Attempts to contact members of Smith’s family for this article were unsuccessful.


Robert Cotten and the rest of his family — another brother and sister survive Rodney, as well as their mother (their father passed away last year) and Rodney’s wife and now-grown children — have had lots of contact from the sheriff’s office and the U.S. Marshals’ service over the years. Robert says they understand the difficulty the case presents and are pleased with the departments’ efforts to bring Smith to justice.

But they also wonder from time to time what more could be done.

“There’s always a question in your mind — is there something else that could be done?” Cotten said. “Because somebody knows where he’s at. There’s not a doubt in my mind.”

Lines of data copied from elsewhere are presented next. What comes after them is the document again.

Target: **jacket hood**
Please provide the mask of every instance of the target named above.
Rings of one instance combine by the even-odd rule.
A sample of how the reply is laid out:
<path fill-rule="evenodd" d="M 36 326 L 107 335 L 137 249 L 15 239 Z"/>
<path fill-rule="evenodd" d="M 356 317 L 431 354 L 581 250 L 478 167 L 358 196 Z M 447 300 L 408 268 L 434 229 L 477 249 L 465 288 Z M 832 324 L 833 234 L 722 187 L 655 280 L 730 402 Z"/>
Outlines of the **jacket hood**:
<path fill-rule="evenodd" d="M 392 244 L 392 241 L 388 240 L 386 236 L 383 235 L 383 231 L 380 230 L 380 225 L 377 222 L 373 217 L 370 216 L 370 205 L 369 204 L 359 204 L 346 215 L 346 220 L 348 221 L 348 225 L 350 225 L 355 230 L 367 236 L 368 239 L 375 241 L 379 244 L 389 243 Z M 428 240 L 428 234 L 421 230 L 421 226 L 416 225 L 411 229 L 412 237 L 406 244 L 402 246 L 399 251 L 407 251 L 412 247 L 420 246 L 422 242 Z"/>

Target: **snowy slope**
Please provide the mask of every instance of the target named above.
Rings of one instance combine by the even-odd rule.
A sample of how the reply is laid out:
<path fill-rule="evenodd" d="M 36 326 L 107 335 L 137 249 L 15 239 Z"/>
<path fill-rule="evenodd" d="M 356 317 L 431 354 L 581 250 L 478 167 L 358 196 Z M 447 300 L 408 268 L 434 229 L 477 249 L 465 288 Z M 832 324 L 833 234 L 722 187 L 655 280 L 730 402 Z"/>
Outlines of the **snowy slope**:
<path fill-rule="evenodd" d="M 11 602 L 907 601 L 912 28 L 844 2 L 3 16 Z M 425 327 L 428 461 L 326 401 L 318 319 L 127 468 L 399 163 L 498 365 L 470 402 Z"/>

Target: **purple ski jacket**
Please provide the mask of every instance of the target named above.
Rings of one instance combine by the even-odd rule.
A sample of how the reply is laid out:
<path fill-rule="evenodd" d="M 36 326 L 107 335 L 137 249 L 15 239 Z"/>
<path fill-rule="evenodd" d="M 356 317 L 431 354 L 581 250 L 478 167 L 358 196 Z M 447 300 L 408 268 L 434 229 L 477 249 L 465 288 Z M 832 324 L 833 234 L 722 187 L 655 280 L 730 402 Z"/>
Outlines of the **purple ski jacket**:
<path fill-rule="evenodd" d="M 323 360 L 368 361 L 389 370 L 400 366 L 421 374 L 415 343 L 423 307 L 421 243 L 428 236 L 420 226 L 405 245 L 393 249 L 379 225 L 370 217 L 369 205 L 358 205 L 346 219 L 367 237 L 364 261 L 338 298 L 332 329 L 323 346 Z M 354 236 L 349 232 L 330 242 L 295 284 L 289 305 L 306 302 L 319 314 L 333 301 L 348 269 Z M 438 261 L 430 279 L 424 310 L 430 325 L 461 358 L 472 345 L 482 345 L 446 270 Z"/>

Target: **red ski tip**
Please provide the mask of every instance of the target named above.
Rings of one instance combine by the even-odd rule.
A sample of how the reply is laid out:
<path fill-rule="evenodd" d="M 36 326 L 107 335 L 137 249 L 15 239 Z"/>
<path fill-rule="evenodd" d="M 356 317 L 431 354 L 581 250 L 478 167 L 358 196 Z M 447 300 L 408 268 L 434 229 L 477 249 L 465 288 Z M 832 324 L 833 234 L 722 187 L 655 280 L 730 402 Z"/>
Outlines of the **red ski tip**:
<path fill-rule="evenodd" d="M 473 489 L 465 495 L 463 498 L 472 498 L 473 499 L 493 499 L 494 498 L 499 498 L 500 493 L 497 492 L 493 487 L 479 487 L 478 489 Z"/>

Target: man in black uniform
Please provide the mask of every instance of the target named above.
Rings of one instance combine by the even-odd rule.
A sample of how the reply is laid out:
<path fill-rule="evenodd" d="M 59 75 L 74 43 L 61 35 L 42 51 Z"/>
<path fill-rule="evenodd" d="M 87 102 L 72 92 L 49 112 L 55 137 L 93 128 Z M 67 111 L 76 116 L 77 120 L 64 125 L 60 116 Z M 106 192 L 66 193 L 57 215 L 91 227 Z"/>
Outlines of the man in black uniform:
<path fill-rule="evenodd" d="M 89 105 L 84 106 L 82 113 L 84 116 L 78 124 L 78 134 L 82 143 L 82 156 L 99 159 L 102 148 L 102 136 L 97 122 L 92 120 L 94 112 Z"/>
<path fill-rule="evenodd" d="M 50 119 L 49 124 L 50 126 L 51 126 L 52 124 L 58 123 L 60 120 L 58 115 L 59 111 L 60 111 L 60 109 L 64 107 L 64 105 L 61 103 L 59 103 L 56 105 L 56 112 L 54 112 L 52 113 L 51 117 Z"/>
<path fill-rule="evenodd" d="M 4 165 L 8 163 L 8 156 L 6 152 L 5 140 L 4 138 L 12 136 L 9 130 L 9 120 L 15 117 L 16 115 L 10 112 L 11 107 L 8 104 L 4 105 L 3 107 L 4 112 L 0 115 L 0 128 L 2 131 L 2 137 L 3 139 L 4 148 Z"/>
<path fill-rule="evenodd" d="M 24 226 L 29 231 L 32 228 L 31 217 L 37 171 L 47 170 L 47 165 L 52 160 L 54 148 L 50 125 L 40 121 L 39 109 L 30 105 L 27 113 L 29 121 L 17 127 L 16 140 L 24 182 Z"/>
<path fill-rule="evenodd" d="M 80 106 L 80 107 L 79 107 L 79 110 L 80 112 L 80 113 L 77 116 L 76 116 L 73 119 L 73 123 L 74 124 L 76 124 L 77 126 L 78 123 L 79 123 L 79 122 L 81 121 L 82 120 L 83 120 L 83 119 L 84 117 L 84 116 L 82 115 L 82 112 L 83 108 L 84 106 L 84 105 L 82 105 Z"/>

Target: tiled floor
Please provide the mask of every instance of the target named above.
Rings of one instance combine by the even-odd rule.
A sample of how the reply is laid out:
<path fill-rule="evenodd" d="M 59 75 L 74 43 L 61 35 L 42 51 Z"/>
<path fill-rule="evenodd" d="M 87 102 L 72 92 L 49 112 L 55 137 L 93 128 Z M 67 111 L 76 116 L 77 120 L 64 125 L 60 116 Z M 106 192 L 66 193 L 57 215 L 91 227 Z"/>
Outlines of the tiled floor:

That said, Robert — who is also an ordained minister — said he does his best to forgive.

“I’ve seen some members of his family over the years — being in the hair business you know everybody — but I’ve never treated any of them differently than I would anyone else,” he said. “I’m sure they can help, but I know they’re also torn between blood and what’s the right thing to do. I’m not walking in their shoes. I think forgiveness is important. My brother is gone and there’s nothing that can bring him back. I just hope and pray (Smith) forgives himself, and then comes home and faces it, whatever it is.”

Cotten said there have been times the family had more hope that something would come to light — like when WRAL TV produced a brief segment on the case back in 2009 — but for the most part they’ve had to accept that closure may be something that’s out of their reach. Instead, they focus on the family — something that’s always been important to them — that Rodney left behind.

“(Rodney’s wife) got remarried, to a good, good man,” Robert Cotten said. “Nothing could have made us happier. He’s raised those children like they were his own, and there are grandchildren now.”


Lt. Holly is not exactly optimistic about closure either, given the challenges investigators face in even positively identifying a suspect as being Willard Smith.

“The only way we can prove who he is is through DNA. Even if we identify a suspect who we believe is him, we’re going to have to lay it out to a judge that we have probably cause to get his DNA. That can be from inconsistencies in his story, things like that,” he explained. “But at the same time, it’s not one of those whodunit cases. We have a warrant and we know who did it. Somebody is just going to have to come forward and say ‘I know who Willard Eugene Smith is and where he’s at.’”

Holly said the sheriff’s office stays in regular contact with Smith’s family, and some of them have said they’ve spoken with him over the years, but don’t have a way to reach him. Smith turned 40 years old last month.

“We’ve got people who know his family, who say they know for a fact that they talk with him. We have contacted his family and attempted to get him to turn himself in because this warrant isn’t going away,” Holly said. “It’s going to take someone that knows him or is close to him to give him to us. Or he’s going to have to come to conscience, but he’s been doing this for almost 25 years. It doesn’t seem to bother him.”